手続却下の処分取り消し請求事件
判決データ
AI概要
【事案の概要】 原告は、平成31年4月に「ボトルキャップ開けホルダー」という名称の発明について特許出願(特願2019-086601号)を行った。この発明は、片手が不自由な人でも片手だけでボトルのキャップを開けることができるようにするもので、基板にキザミ溝を設けたV字型の部材を冷蔵庫等に固定し、ボトルを差し込んで回転させるだけでキャップを緩めたり開けたりできる補助具である。 特許庁審査官は令和2年2月に拒絶査定を行い、原告はこれを不服として拒絶査定不服審判を請求したが、審判合議体は同年10月に請求不成立の審決をした。
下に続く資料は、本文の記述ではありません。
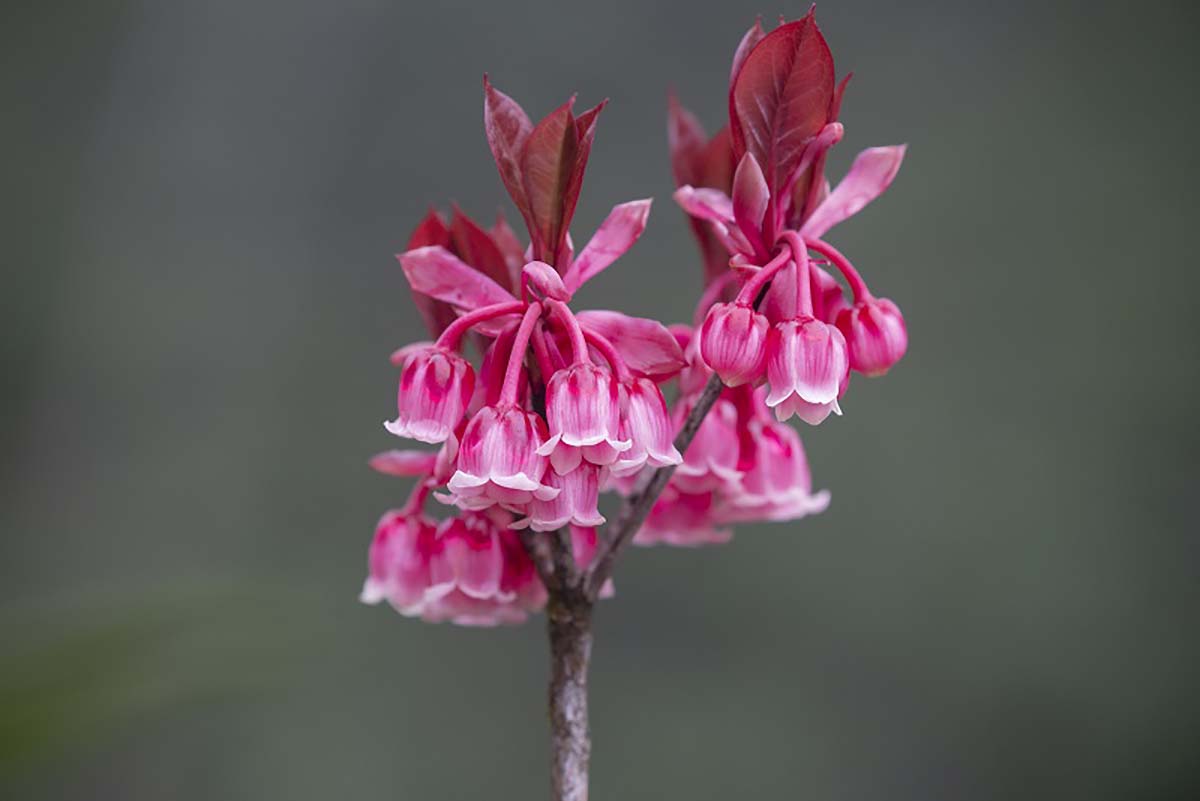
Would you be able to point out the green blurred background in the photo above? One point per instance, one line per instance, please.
(202, 203)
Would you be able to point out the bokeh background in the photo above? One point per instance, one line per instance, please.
(201, 205)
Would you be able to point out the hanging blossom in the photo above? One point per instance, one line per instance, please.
(559, 405)
(789, 324)
(561, 401)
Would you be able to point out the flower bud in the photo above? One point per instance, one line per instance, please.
(731, 342)
(875, 335)
(807, 366)
(583, 416)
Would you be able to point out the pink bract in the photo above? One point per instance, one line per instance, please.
(498, 459)
(875, 335)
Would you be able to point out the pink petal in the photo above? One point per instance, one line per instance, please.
(438, 273)
(646, 345)
(868, 178)
(545, 279)
(616, 235)
(750, 197)
(401, 354)
(403, 463)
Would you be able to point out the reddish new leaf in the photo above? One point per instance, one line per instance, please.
(646, 345)
(474, 246)
(547, 161)
(438, 273)
(508, 128)
(403, 463)
(510, 246)
(431, 230)
(780, 98)
(685, 143)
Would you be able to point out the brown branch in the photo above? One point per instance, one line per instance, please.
(648, 489)
(538, 547)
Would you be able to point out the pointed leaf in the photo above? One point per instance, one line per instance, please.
(750, 198)
(687, 142)
(646, 345)
(585, 133)
(401, 354)
(431, 230)
(616, 235)
(474, 246)
(868, 178)
(545, 281)
(781, 97)
(508, 128)
(546, 163)
(438, 273)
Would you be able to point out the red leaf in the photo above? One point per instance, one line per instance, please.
(585, 133)
(623, 226)
(750, 198)
(807, 193)
(748, 43)
(431, 230)
(474, 246)
(780, 98)
(547, 161)
(508, 128)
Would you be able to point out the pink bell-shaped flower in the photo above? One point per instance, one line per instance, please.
(480, 574)
(583, 414)
(648, 427)
(778, 483)
(498, 459)
(435, 389)
(732, 343)
(807, 367)
(575, 504)
(399, 561)
(875, 335)
(679, 518)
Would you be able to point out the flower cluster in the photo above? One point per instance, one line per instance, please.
(787, 323)
(537, 408)
(562, 402)
(773, 323)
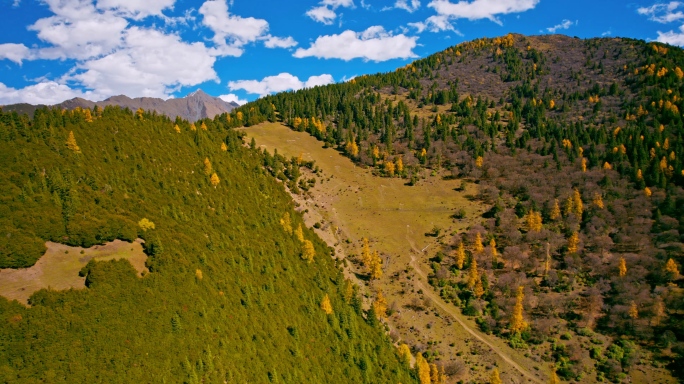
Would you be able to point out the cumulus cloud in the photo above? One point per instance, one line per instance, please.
(373, 44)
(565, 24)
(279, 83)
(325, 12)
(47, 92)
(232, 98)
(279, 42)
(407, 5)
(14, 52)
(663, 12)
(152, 64)
(136, 9)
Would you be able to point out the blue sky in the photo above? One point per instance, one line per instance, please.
(53, 50)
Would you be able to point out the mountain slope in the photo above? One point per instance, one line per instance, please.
(229, 297)
(576, 144)
(195, 106)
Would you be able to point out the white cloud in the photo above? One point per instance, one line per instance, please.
(135, 8)
(408, 5)
(435, 23)
(374, 44)
(279, 83)
(279, 42)
(152, 64)
(48, 93)
(663, 12)
(481, 9)
(671, 37)
(232, 98)
(231, 31)
(14, 52)
(325, 12)
(565, 24)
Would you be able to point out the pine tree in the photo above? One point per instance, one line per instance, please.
(286, 223)
(495, 378)
(214, 179)
(555, 210)
(380, 306)
(473, 274)
(326, 306)
(518, 322)
(460, 255)
(308, 251)
(299, 233)
(622, 267)
(477, 246)
(423, 369)
(404, 354)
(207, 166)
(71, 143)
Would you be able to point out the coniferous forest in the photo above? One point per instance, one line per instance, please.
(232, 295)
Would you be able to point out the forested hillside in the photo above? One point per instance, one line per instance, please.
(238, 289)
(577, 145)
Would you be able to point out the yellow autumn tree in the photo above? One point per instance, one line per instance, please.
(518, 322)
(326, 306)
(207, 166)
(671, 267)
(555, 210)
(404, 354)
(495, 378)
(380, 306)
(308, 251)
(423, 369)
(299, 233)
(473, 274)
(286, 223)
(460, 255)
(145, 224)
(214, 179)
(71, 143)
(573, 242)
(622, 267)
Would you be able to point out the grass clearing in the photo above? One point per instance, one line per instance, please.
(395, 218)
(58, 268)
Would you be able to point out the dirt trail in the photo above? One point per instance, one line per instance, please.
(427, 291)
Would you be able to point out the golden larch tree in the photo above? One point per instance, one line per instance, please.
(423, 369)
(326, 306)
(214, 179)
(622, 267)
(308, 251)
(495, 378)
(573, 242)
(71, 143)
(555, 210)
(380, 306)
(460, 255)
(518, 322)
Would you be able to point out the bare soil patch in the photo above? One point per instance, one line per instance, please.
(58, 268)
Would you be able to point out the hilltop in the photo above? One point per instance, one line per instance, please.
(195, 106)
(576, 145)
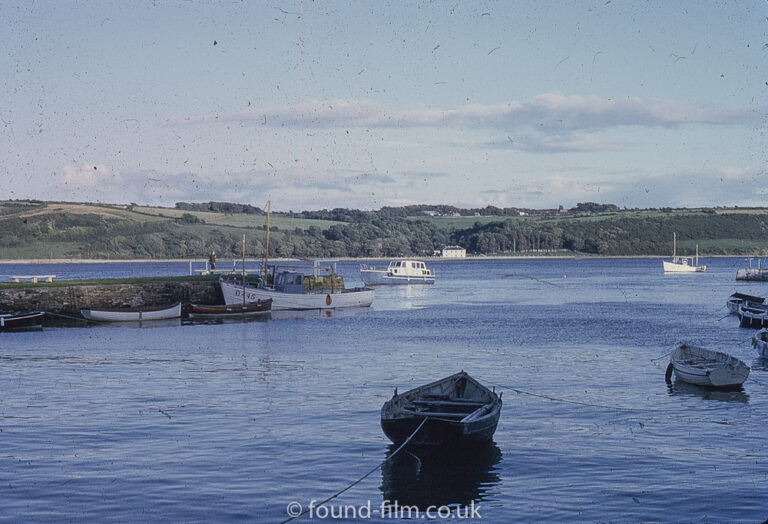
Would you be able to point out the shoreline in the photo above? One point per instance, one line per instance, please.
(40, 261)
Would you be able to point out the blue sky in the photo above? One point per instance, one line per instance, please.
(371, 103)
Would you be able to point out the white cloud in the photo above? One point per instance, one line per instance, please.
(550, 111)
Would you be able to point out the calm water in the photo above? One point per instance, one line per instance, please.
(234, 421)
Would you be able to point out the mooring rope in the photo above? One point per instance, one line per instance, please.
(361, 478)
(603, 406)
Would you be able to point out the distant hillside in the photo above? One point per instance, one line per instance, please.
(33, 229)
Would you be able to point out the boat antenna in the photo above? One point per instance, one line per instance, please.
(266, 246)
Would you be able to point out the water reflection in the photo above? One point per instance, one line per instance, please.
(760, 364)
(165, 323)
(440, 479)
(290, 314)
(684, 389)
(234, 319)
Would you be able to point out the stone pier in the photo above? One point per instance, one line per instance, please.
(69, 300)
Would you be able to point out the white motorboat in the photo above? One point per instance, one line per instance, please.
(398, 272)
(682, 264)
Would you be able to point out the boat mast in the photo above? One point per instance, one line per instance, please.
(674, 247)
(243, 269)
(266, 247)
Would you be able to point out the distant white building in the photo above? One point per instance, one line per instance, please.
(454, 252)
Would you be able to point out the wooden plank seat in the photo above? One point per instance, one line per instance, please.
(33, 278)
(450, 403)
(441, 414)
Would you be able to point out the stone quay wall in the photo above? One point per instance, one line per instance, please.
(69, 300)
原告は審決謄本の送達後、審決末尾の教示文を誤解して特許庁長官宛に意見書を提出したところ、特許庁長官は審判終了後の手続は不適法であるとして手続却下の処分を行った。 原告は、①拒絶査定の取消し、②手続却下処分の取消し、③特許査定をすることの義務付けの3つを求めて本件訴訟を提起した。 【争点】 1. 拒絶査定の取消しを求める訴えの適法性 2. 特許査定の義務付けを求める訴えの適法性 3. 手続却下処分の適法性(本案の争点) 【判旨】 裁判所は、まず①拒絶査定の取消しを求める訴えについて、特許法上、拒絶査定に不服がある場合は拒絶査定不服審判を請求しなければならず(特許法121条1項)、審判を請求できる事項に関する訴えは審決に対するものでなければ提起できない(同法178条6項)として、不適法であると判断し却下した。 次に③特許査定の義務付けの訴えについて、これは申請型義務付け訴訟(行政事件訴訟法3条6項2号)に当たるところ、法令に基づく申請を棄却する処分がされた場合は当該処分の取消訴訟等を併合提起しなければならない(同法37条の3第3項2号)が、①の拒絶査定取消しの訴えが不適法である以上、適法な取消訴訟等の併合提起がないことになるとして、同様に不適法と判断し却下した。 本案の争点である②手続却下処分の適法性について、裁判所は、審決があったときは審判は終了し(特許法157条1項)、終了後に当該審判に係る書面を提出する手続は不適法であると判示した。原告の意見書は審決後に提出されたものであり、その内容も拒絶査定の取消しを求める審判に係るものであったから、却下処分は特許法18条の2第1項に基づく適法な処分であるとした。原告は審決謄本の教示に従って意見書を提出したと主張したが、裁判所は、教示の記載内容は審決取消訴訟の提起方法を教示するものであり、意見書の提出を教示するものではないとして、原告の主張を退けた。 以上により、①③の訴えを却下し、②の請求を棄却した。